METADATA 4.62 KB
Metadata-Version: 2.1
Name: cloudpickle
Version: 1.3.0
Summary: Extended pickling support for Python objects
Home-page: https://github.com/cloudpipe/cloudpickle
Author: Cloudpipe
Author-email: cloudpipe@googlegroups.com
License: BSD 3-Clause License
Platform: UNKNOWN
Classifier: Development Status :: 4 - Beta
Classifier: Intended Audience :: Developers
Classifier: License :: OSI Approved :: BSD License
Classifier: Operating System :: POSIX
Classifier: Operating System :: Microsoft :: Windows
Classifier: Operating System :: MacOS :: MacOS X
Classifier: Programming Language :: Python :: 2.7
Classifier: Programming Language :: Python :: 3.5
Classifier: Programming Language :: Python :: 3.6
Classifier: Programming Language :: Python :: 3.7
Classifier: Programming Language :: Python :: Implementation :: CPython
Classifier: Programming Language :: Python :: Implementation :: PyPy
Classifier: Topic :: Software Development :: Libraries :: Python Modules
Classifier: Topic :: Scientific/Engineering
Classifier: Topic :: System :: Distributed Computing
Description-Content-Type: text/markdown

# cloudpickle

[![github-actions](https://github.com/cloudpipe/cloudpickle/workflows/Automated%20Tests/badge.svg)](https://github.com/cloudpipe/cloudpickle/actions)
[![codecov.io](https://codecov.io/github/cloudpipe/cloudpickle/coverage.svg?branch=master)](https://codecov.io/github/cloudpipe/cloudpickle?branch=master)

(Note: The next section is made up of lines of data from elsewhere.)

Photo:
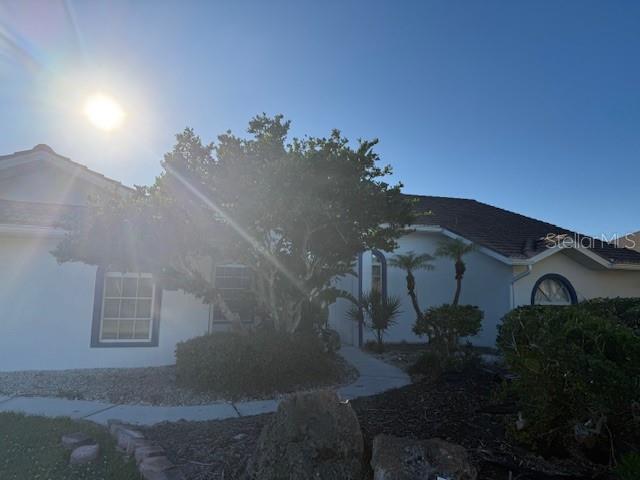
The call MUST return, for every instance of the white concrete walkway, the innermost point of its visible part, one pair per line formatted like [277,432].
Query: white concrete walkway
[375,376]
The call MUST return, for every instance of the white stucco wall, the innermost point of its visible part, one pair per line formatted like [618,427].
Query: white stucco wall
[587,282]
[46,313]
[44,183]
[486,284]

`cloudpickle` makes it possible to serialize Python constructs not supported
by the default `pickle` module from the Python standard library.

`cloudpickle` is especially useful for **cluster computing** where Python
code is shipped over the network to execute on remote hosts, possibly close
to the data.

Among other things, `cloudpickle` supports pickling for **lambda functions**
along with **functions and classes defined interactively** in the
`__main__` module (for instance in a script, a shell or a Jupyter notebook).

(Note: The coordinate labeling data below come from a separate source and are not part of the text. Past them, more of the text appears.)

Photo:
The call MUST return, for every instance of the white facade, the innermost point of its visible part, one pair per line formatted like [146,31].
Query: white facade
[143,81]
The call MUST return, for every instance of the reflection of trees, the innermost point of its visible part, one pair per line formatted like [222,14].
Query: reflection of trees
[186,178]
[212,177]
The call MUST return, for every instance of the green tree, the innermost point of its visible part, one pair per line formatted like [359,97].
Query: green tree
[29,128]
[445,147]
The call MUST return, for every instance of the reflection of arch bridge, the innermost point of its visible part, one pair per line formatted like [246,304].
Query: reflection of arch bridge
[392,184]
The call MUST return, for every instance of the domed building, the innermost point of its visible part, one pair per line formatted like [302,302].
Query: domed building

Cloudpickle can only be used to send objects between the **exact same version
of Python**.

Using `cloudpickle` for **long-term object storage is not supported and
strongly discouraged.**

**Security notice**: one should **only load pickle data from trusted sources** as
otherwise `pickle.load` can lead to arbitrary code execution resulting in a critical
security vulnerability.


Installation
------------

The latest release of `cloudpickle` is available from
[pypi](https://pypi.python.org/pypi/cloudpickle):

    pip install cloudpickle


Examples
--------

Pickling a lambda expression:

```python
>>> import cloudpickle
>>> squared = lambda x: x ** 2
>>> pickled_lambda = cloudpickle.dumps(squared)

>>> import pickle
>>> new_squared = pickle.loads(pickled_lambda)
>>> new_squared(2)
4
```

Pickling a function interactively defined in a Python shell session
(in the `__main__` module):

```python
>>> CONSTANT = 42
>>> def my_function(data):
...    return data + CONSTANT
...
>>> pickled_function = cloudpickle.dumps(my_function)
>>> pickle.loads(pickled_function)(43)
85
```

Running the tests
-----------------

- With `tox`, to test run the tests for all the supported versions of
  Python and PyPy:

      pip install tox
      tox

  or alternatively for a specific environment:

      tox -e py37


- With `py.test` to only run the tests for your current version of
  Python:

      pip install -r dev-requirements.txt
      PYTHONPATH='.:tests' py.test


Note about function Annotations
-------------------------------

Note that because of design issues `Python`'s `typing` module, `cloudpickle`
supports pickling type annotations of dynamic functions for `Python` 3.7 and
later.  On `Python` 3.4, 3.5 and 3.6, those type annotations will be dropped
silently during pickling (example below):

```python
>>> import typing
>>> import cloudpickle
>>> def f(x: typing.Union[list, int]):
...     return x
>>> f
<function __main__.f(x:Union[list, int])>
>>> cloudpickle.loads(cloudpickle.dumps(f))  # drops f's annotations
<function __main__.f(x)>
```

History
-------

`cloudpickle` was initially developed by [picloud.com](http://web.archive.org/web/20140721022102/http://blog.picloud.com/2013/11/17/picloud-has-joined-dropbox/) and shipped as part of
the client SDK.

A copy of `cloudpickle.py` was included as part of PySpark, the Python
interface to [Apache Spark](https://spark.apache.org/). Davies Liu, Josh
Rosen, Thom Neale and other Apache Spark developers improved it significantly,
most notably to add support for PyPy and Python 3.

The aim of the `cloudpickle` project is to make that work available to a wider
audience outside of the Spark ecosystem and to make it easier to improve it
further notably with the help of a dedicated non-regression test suite.